An example of a support request we receive from time to time is in relation to object caching. Such support topics usually come about after a user encounters the below recommendation within the AMP plugin:
While caching can be a complex topic this document will expand on the above plugin recommendation, while providing insights into how persistent object caching works, why you should take advantage of persistent object caching, and how you can implement this for your AMP site.
What is caching #
There are many different types of caching, including browser caching, page caching, content delivery network caching (CDN) and object caching, all of which can all be categorized as either client side caching or server side caching.

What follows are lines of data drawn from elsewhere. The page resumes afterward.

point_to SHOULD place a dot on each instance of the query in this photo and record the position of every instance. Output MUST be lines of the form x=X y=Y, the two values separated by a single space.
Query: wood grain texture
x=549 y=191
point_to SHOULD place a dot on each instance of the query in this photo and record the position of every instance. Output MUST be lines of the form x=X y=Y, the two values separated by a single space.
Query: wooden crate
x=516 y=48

While we don’t expand on the different types of caching here you can find out more about how caching works in this Google Developers Guide. Note that most of the WordPress plugins that offer caching solutions provide client side caching.
Object caching #
Similar to webpage resource requests above, WordPress database queries can add to overall page load time, in particular if a page has many queries running at a time. Object caching is a type of server side caching that stores query results to the database, as opposed to webpage content. This ensures better database efficiency by reducing expensive database query executions, resulting in faster loading times.

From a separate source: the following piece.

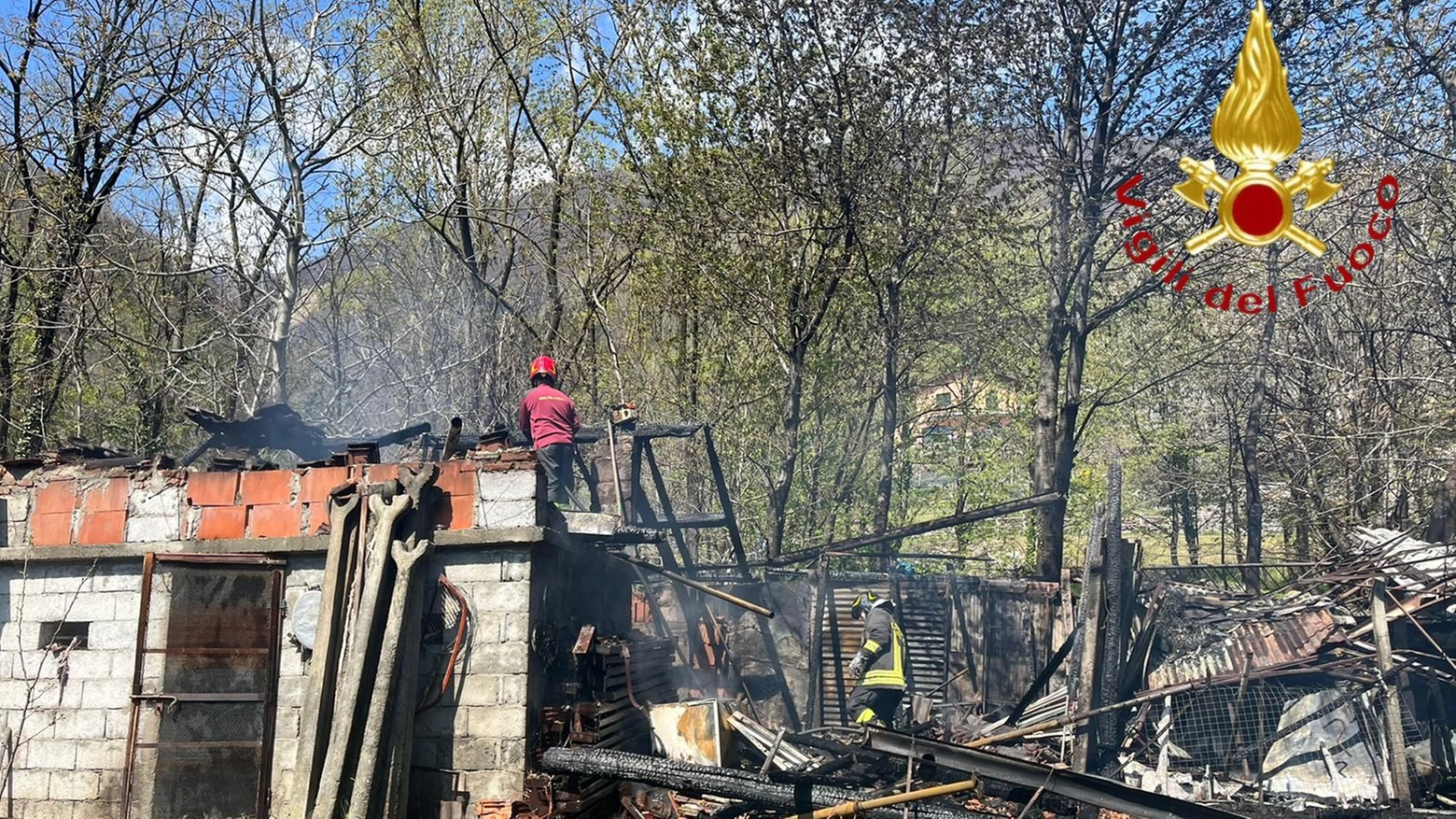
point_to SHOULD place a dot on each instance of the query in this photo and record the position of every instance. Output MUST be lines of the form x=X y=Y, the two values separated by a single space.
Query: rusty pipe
x=702 y=587
x=855 y=808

WordPress provides an object cache feature packaged into each WordPress install, in the form of wp_object_cache. On it’s own this cache can be used to store objects during a single request. If the same MySQL query is required more than once on the same request this saves repeated query calculations, and trips to the database. This is known as a non-persistent caching method – as it doesn’t persist query results across page loads. If you’re looking to use the same caching objects and really take advantage of the performance boosts across multiple page loads that’s where a persistent object caching can really help.
Persistent Object Caching #
Persistent Object Caching is similar to object caching above, with the primary difference being that cached objects are saved across multiple requests: they are persistent across page loads.

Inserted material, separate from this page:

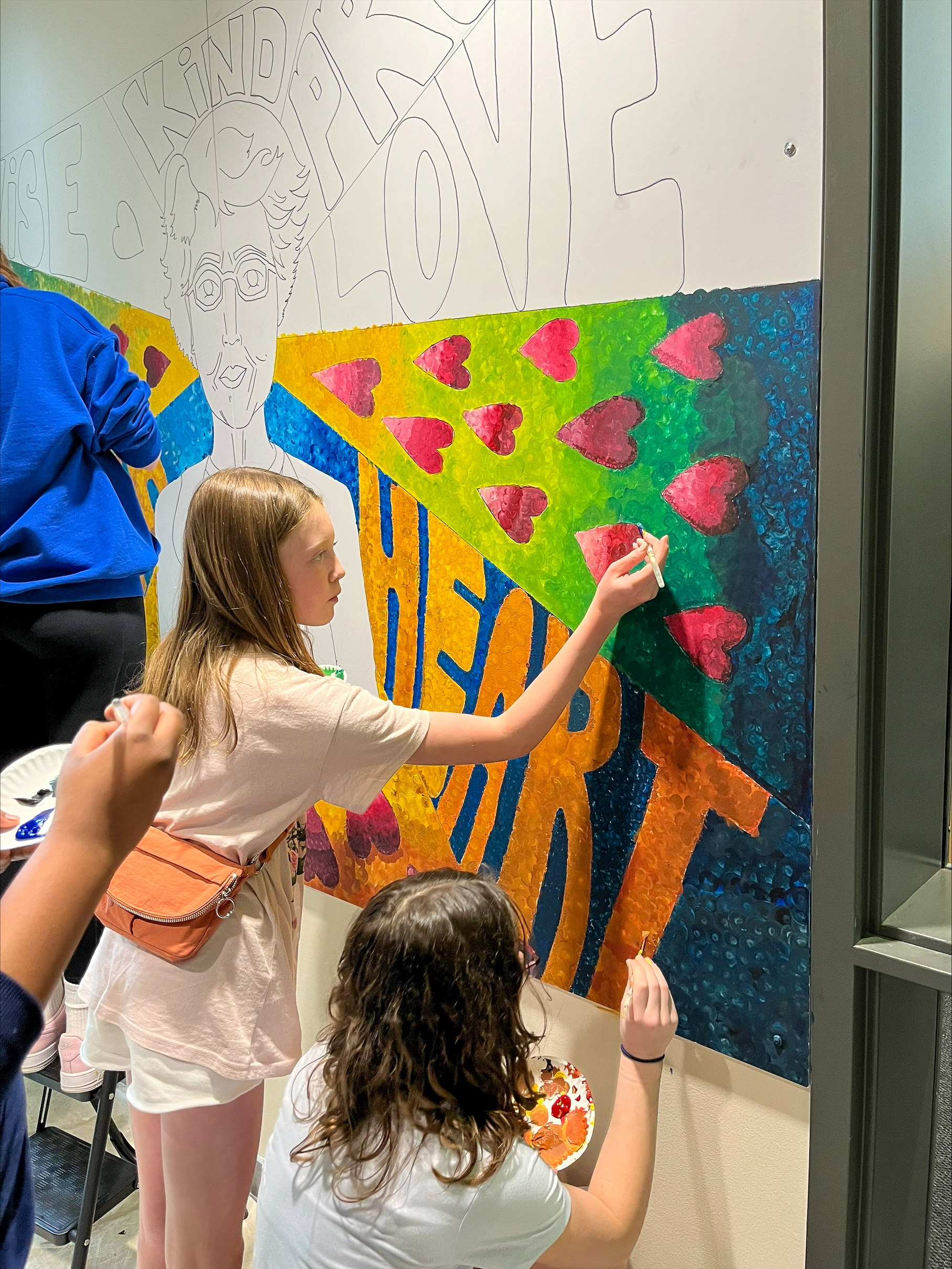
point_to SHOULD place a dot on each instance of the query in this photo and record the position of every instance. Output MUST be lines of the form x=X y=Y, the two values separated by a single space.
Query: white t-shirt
x=419 y=1222
x=301 y=739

In order to achieve and enhance the power of the WordPress object cache, server side storage backends like Redis or Memcached can be used. These must be setup and configured at host level (server side).
What are the advantages of persistent object caching? #
- Improve database efficiency: Cut down on unnecessary query executions, reducing database server strain.
- Improved hosting performance: Make the most of your web hosting hardware, with resources served from additional powerful servers between the content and the consumer.
- Improved user experience: Faster and improved accessibility for users lead to happier visitors and improved engagement.
- Boost your SEO: Improve your core web vitals with faster loading response times (TTFB and thus FCP), a ranking in search performance.
Which Persistent Object Caching should I choose? #
This depends on your preference and your hosting environment. Redis and Memcached are the most popular of persistent object caching solutions, with both featuring WordPress plugins to make the connecting between your server and your WordPress install easier.
There may be limitations with either solution if using a shared hosting solution or particular server setup. It’s best to consult with your hosting provider.
I need help setting up my persistent object cache? #
The first step is to check with your host. Most managed WordPress hosting providers should provide some type of persistent object caching support. It may be as simple as turning it on in your hosting dashboard. They may even be able to assist with the process or even set it up for you.
You’ll also find some supporting setup material below based on some of the popular persistent object caching solutions.
- Redis: First setup Redis on your server before then installing and activating the Redis WordPress plugin. You’ll find some guidance on the plugins installation page.
- Memcached: You can follow the installation guide on the Memcached GitHub repository, before then installing and activating the WordPress plugin.
- APCu: Your hosting provider may support APCu. After enabling at host level you can use a plugin such as W3 Total Cache to seamlessly integrate with your WordPress site. Here you’ll find additional information with the W3 Total Cache plugin. An alternative to installing a plugin is to follow the steps in this GitHub repository.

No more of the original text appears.